The team will build a module based on the IPCC Tier 2 methods for modelling enteric fermentation. This will be able to link the spatial data that is known about livestock numbers with statistical data to generate estimates of livestock emissions.

‘By it being a database-driven module, we expect to reduce the effort needed to enter data and allow for a flexible system,’ Mr Geoff Roberts says. ‘We will also look at if and how a spatially explicit modelling framework could be built into the SLEEK system. This would allow remotely sensed data on feed availability to be directly incorporated into the model, which would greatly expand the utility of the modelling framework.’

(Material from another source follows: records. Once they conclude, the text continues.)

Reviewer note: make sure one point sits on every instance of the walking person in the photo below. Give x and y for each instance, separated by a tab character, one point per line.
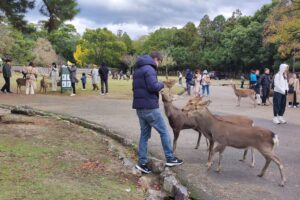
95	74
83	80
265	83
205	83
293	90
54	76
198	78
280	93
31	76
103	72
242	80
74	80
6	70
146	89
188	80
179	78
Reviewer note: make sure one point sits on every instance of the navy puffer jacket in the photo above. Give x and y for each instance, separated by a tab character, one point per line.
145	84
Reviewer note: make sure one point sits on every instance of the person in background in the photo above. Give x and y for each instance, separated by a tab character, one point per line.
293	90
146	89
257	87
83	80
95	74
31	76
242	80
198	78
265	83
252	79
205	83
74	80
280	93
188	80
6	70
54	75
179	77
103	72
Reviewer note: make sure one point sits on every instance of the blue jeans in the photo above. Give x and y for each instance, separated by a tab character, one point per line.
149	118
205	87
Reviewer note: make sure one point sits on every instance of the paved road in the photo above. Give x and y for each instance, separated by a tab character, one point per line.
237	181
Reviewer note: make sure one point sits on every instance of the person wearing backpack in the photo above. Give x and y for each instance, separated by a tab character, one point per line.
293	90
280	94
265	83
205	83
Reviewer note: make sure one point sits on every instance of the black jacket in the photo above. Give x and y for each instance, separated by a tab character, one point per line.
103	72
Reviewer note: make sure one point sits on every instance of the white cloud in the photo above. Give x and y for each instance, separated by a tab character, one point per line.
139	17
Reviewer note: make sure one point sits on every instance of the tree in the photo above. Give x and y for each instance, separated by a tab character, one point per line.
15	11
58	11
102	46
64	41
81	56
283	28
44	53
128	42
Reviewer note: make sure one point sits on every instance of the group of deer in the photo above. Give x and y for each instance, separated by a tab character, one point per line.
229	130
43	84
244	93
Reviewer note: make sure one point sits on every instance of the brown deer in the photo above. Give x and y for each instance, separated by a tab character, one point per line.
229	134
243	93
20	82
179	120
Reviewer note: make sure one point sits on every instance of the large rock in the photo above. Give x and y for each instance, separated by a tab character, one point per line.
168	185
180	192
157	166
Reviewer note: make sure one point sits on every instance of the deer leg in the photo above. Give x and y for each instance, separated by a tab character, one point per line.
198	141
268	161
221	150
280	166
253	99
176	135
239	101
252	158
210	154
244	155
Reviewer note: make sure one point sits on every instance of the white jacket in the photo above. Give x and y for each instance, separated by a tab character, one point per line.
280	83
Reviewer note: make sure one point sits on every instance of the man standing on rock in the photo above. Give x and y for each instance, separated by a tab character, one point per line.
145	101
6	70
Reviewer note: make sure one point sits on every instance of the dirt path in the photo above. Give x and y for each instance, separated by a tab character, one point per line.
237	181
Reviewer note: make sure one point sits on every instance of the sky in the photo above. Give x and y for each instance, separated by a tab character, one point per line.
140	17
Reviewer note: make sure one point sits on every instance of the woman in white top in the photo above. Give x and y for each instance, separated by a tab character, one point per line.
197	83
293	90
54	76
95	74
31	75
280	93
205	83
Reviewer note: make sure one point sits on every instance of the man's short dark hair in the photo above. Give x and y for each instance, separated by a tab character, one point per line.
156	55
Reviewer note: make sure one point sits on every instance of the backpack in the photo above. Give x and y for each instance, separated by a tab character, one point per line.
291	89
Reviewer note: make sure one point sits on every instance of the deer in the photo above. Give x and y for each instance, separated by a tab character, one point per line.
233	135
179	120
243	93
44	84
20	82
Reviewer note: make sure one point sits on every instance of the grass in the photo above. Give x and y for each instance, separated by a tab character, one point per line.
35	163
121	89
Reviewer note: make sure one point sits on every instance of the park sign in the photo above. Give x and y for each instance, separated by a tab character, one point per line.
65	79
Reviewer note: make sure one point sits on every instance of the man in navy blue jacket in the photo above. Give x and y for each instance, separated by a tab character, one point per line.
146	89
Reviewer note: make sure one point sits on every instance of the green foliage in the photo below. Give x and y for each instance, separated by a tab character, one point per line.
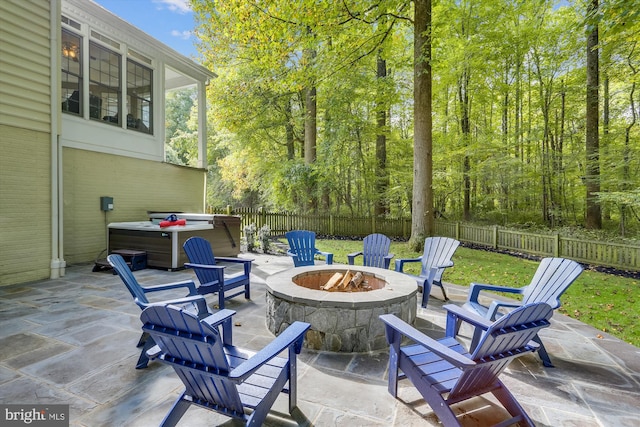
607	302
524	158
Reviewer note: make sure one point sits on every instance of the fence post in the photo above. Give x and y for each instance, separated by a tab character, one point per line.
262	215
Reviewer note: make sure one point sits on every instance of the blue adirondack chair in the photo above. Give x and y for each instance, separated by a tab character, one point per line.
445	373
193	301
375	252
302	248
437	255
218	376
212	276
551	279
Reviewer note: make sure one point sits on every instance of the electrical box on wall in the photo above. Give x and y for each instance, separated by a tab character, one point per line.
106	203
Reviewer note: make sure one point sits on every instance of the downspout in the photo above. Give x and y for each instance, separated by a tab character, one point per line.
202	135
57	259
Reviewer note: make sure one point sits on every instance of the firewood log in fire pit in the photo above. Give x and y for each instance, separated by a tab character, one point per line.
333	281
347	281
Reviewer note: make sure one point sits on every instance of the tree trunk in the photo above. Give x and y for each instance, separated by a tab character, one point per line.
593	218
382	175
465	129
422	219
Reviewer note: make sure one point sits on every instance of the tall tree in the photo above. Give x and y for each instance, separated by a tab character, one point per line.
593	217
422	218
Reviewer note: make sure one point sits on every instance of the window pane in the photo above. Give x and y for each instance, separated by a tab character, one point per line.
104	84
139	97
71	90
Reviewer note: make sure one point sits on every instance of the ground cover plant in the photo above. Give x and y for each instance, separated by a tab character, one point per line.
608	302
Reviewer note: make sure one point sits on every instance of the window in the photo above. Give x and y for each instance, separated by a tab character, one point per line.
71	92
104	84
139	97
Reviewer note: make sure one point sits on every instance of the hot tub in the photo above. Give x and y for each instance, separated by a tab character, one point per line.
164	245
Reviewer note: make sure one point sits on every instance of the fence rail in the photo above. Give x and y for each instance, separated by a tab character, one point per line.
607	254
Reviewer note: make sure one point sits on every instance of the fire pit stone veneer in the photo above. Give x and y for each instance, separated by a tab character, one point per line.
340	321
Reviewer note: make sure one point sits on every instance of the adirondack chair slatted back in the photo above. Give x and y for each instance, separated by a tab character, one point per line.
303	244
437	251
197	355
552	278
376	247
122	269
199	251
505	338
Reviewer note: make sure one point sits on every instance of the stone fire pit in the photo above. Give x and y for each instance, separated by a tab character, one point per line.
340	321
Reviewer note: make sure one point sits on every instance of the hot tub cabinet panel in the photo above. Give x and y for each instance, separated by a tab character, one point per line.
164	245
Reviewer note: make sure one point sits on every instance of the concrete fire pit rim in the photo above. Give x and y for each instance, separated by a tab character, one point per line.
398	287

The software will be released as open-source through moja global so others can use it. Mr Geoff Roberts says the overall design is completed and the team is working on the software development and data collation. They aim to have the module developed and data collected by the end of this year and then train users on how to enter data and look at an improvement plan for the modelling framework as well as data. Mr Geoff Roberts says this approach means that as the data improves it can quickly be added into the model and run again.

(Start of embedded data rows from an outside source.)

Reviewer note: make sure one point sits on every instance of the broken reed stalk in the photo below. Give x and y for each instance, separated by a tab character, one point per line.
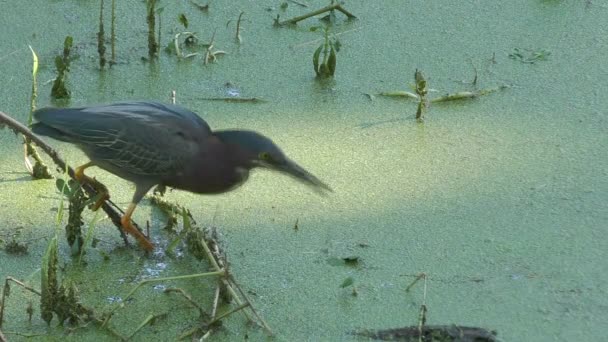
113	33
238	28
111	209
218	264
39	170
319	11
101	46
6	291
423	310
151	19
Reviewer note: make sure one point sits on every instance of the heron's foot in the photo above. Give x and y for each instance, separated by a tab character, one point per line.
128	227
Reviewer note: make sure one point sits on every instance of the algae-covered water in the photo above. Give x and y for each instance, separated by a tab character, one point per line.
502	200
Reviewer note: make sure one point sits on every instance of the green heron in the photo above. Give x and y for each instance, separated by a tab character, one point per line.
150	143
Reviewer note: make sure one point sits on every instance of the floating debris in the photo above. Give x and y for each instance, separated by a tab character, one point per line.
62	64
528	56
330	8
437	333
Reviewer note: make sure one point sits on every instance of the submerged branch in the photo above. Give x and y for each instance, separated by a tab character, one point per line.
317	12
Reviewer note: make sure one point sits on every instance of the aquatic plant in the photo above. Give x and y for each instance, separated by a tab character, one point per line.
151	20
528	56
101	48
39	170
420	93
325	65
333	6
62	64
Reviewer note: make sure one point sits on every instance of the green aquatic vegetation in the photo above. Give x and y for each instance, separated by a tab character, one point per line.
324	58
101	47
61	300
39	170
62	64
334	6
48	281
528	56
153	44
183	20
204	8
113	33
420	93
77	200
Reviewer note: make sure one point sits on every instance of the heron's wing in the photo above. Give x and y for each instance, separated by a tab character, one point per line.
140	138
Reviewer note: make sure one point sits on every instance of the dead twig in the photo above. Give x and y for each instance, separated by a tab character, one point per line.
332	7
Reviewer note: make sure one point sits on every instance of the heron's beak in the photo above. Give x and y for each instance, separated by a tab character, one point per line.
296	171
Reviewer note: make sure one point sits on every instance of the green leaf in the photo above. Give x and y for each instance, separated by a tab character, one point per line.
315	59
183	20
347	282
63	187
331	61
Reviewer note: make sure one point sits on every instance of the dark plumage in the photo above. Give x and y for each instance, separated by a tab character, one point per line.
150	143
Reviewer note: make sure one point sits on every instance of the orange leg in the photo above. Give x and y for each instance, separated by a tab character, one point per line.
128	227
101	189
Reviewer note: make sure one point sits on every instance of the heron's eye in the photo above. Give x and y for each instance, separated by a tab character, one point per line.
265	156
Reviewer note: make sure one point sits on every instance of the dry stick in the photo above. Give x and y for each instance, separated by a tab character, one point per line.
113	32
319	11
6	290
423	310
187	296
238	27
108	206
216	301
230	283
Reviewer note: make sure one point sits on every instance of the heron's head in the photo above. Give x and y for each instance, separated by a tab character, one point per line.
260	151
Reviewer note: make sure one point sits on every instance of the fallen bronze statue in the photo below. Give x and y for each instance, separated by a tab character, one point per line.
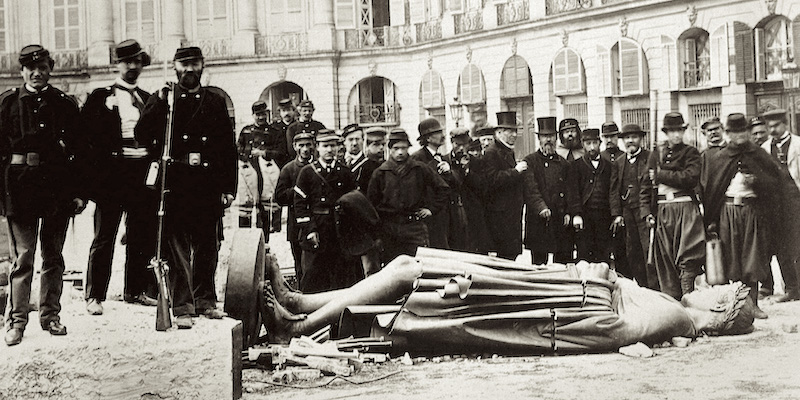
444	302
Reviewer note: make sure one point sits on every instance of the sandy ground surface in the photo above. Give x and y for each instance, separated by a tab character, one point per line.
103	355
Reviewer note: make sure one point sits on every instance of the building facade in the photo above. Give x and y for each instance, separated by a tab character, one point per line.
394	62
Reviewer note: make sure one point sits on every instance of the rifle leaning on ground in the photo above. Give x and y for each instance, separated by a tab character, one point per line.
158	264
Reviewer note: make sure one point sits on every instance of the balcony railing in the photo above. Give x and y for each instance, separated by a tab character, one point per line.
378	114
553	7
468	22
513	11
429	30
696	74
281	44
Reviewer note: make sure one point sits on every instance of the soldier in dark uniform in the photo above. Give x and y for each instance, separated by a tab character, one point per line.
263	147
303	124
588	189
285	191
201	181
626	176
431	137
547	223
504	188
404	192
674	174
40	152
119	164
286	117
319	185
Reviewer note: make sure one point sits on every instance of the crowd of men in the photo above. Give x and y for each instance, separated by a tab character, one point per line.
359	198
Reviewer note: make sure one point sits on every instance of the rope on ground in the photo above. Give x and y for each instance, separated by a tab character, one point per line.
329	381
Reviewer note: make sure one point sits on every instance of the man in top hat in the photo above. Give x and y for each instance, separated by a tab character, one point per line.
587	194
286	117
262	148
785	148
627	174
319	185
431	138
758	130
673	176
284	193
201	181
42	157
305	123
741	206
505	188
404	192
118	167
569	135
547	220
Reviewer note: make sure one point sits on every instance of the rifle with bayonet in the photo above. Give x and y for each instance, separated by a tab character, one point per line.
158	264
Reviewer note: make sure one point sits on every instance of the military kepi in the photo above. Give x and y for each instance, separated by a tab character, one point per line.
188	53
33	53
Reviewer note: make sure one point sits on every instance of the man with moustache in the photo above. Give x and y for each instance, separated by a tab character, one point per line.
319	185
547	220
305	123
431	137
785	149
284	193
119	164
626	176
404	192
42	160
674	174
741	206
504	189
587	195
201	181
569	134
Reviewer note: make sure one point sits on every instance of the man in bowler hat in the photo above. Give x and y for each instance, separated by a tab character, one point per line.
547	219
43	153
673	176
118	167
505	189
201	180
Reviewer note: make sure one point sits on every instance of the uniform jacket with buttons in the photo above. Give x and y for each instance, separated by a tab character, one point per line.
316	193
585	180
678	167
47	124
103	129
203	150
620	195
266	138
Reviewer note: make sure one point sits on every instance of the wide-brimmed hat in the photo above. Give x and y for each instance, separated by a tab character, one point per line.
631	129
507	120
429	126
188	53
609	129
547	126
673	121
32	53
128	49
736	122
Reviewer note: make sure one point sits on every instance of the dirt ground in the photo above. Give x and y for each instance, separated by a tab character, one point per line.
760	365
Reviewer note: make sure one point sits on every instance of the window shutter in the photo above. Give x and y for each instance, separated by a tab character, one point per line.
397	12
345	14
603	74
417	11
629	67
760	59
744	57
719	57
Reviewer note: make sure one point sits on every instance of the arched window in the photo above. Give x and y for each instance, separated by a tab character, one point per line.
568	75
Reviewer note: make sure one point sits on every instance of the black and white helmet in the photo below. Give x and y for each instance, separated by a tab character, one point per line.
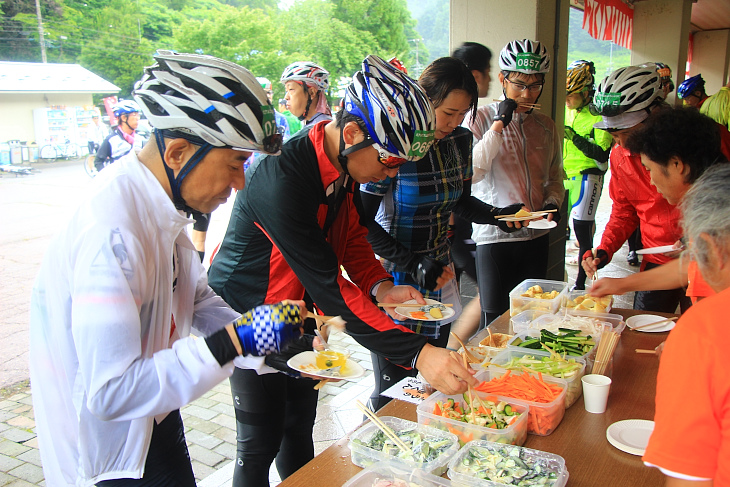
524	56
210	99
628	89
307	73
398	114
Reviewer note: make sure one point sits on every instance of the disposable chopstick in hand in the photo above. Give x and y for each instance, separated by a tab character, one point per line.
605	350
383	427
660	322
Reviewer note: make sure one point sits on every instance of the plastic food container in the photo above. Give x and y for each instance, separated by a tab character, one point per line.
575	387
514	434
463	467
383	472
519	303
542	418
578	301
364	456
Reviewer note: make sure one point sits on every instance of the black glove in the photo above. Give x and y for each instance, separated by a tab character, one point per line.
425	271
507	210
556	214
568	133
601	255
278	360
504	111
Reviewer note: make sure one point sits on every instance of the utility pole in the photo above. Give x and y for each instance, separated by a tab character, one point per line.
41	39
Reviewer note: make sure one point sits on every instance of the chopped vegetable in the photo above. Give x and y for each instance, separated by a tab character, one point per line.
511	465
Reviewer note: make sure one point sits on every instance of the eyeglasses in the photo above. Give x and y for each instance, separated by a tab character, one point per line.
533	88
391	162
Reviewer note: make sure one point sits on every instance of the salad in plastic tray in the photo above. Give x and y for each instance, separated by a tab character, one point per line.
430	448
495	465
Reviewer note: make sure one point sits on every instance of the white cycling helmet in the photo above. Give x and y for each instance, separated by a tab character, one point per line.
216	101
398	114
307	73
624	96
524	56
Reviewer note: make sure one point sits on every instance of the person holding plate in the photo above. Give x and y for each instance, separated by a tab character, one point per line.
517	158
414	206
690	443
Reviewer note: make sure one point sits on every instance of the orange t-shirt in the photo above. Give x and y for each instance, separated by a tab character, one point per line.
692	420
697	287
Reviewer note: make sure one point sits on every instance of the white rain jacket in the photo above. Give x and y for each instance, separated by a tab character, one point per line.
105	359
522	165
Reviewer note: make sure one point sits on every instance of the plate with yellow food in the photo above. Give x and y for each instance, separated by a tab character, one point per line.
523	215
431	311
326	364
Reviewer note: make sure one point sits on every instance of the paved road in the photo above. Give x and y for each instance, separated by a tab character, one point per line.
34	207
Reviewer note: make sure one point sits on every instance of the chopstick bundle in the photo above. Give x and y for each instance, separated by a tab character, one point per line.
605	350
384	428
409	305
660	322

‘It will be a tool that supports continuous improvement, as SLEEK does.’

He says because many activities to reduce emissions from the livestock sector can also increase livestock productivity, there is a great opportunity for this project to benefit both the Kenyan Government and farmers.

farmer using oxen plough
Many activities that reduce emissions from the livestock sector can also increase livestock productivity, offering benefits for both the Kenyan Government and farmers. Photo: Peter Casier, CGIAR.

A closer look at Ethiopia’s livestock sector emissions

With ACIAR support, the project ‘Building capacities for an integrated land use and livestock measuring, reporting and verification system in Ethiopia’ focuses on tracking Ethiopia’s livestock emissions to identify low-carbon development pathways.

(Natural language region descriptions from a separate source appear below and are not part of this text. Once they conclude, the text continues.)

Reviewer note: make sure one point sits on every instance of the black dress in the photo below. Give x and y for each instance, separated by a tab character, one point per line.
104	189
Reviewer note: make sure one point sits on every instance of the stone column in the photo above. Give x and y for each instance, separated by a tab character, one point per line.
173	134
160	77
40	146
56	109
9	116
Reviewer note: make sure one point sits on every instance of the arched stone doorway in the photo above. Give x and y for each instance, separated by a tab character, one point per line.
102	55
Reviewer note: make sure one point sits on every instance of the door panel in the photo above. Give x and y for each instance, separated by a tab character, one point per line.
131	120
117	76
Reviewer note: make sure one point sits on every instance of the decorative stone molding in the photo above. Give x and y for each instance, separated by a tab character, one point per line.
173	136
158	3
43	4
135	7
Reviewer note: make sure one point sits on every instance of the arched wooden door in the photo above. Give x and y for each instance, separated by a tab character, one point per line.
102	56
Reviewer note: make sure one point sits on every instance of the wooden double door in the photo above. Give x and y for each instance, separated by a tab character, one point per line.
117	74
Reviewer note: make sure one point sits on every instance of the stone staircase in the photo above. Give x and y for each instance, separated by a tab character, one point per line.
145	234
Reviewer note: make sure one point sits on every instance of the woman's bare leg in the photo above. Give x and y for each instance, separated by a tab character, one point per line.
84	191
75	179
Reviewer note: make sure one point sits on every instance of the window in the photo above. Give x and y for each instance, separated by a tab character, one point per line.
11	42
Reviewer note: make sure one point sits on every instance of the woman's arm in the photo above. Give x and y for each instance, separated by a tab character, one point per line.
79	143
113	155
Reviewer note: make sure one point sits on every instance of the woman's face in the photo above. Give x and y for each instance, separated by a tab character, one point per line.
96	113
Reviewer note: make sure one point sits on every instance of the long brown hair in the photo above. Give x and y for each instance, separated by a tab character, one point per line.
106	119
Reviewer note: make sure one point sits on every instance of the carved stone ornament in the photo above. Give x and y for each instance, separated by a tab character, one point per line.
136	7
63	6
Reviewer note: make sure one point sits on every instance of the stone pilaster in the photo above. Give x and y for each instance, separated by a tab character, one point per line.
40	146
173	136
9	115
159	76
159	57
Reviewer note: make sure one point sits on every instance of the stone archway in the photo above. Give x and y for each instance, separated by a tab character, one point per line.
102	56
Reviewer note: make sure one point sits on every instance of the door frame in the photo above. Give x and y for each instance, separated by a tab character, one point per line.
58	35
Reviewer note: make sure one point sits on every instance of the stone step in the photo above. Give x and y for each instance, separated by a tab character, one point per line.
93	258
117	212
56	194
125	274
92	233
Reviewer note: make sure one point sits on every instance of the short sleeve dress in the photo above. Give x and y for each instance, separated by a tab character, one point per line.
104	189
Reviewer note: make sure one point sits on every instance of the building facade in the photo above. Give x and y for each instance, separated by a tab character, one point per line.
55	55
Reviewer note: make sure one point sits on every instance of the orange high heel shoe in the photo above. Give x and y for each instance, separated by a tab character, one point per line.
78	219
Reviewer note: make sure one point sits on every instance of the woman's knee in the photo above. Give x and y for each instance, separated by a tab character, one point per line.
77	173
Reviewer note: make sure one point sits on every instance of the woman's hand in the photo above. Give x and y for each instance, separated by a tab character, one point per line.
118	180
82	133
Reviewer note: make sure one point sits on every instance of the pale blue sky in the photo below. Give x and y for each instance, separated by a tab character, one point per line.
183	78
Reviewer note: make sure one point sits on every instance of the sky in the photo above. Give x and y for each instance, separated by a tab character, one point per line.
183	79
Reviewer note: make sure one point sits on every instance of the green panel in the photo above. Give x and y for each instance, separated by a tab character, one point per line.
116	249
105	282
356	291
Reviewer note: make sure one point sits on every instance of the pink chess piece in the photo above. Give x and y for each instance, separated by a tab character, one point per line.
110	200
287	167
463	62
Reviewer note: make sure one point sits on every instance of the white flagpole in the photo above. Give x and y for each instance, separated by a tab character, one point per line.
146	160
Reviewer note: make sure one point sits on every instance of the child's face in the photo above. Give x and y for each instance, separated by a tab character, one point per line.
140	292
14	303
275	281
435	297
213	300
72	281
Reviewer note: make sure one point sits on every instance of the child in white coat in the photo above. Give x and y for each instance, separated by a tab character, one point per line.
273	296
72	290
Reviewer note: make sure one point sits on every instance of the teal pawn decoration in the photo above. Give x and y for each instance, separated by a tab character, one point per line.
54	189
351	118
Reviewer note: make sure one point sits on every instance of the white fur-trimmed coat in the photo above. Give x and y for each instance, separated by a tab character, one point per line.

A unified and simple monitoring, reporting and verification system that integrates data management for livestock, agriculture, forestry and other land use is key for Ethiopia in enabling it to meet both national policy and international reporting requirements, says Dr Ndungu.

The project is drawing together the Ethiopian Government and other partners to develop robust systems for the measurement, reporting and verification of emissions from Ethiopia’s livestock sector.

Tracking these emissions will streamline the livestock sector’s reporting processes for Ethiopia’s Climate Resilient Green Economy Strategy, which informs the country’s commitments to the United Nations Framework Convention on Climate Change. This project will also provide input for Ethiopia as it moves its national GHG inventory towards a Tier 2 method.

CCAFS eastern Africa’s Dr Solomon is leading this work. Partner organisations include the Ethiopian Ministry of Agriculture; the University of New England in Australia; Ethiopia’s Environment, Forest and Climate Change Commission; the Global Research Alliance on Agricultural Greenhouse Gases; and international consultancy UNIQUE forestry and land use.

Through the project, the partners aim to identify opportunities for substantial emissions reductions and develop a road-map for achieving an increasingly low-carbon livestock sector.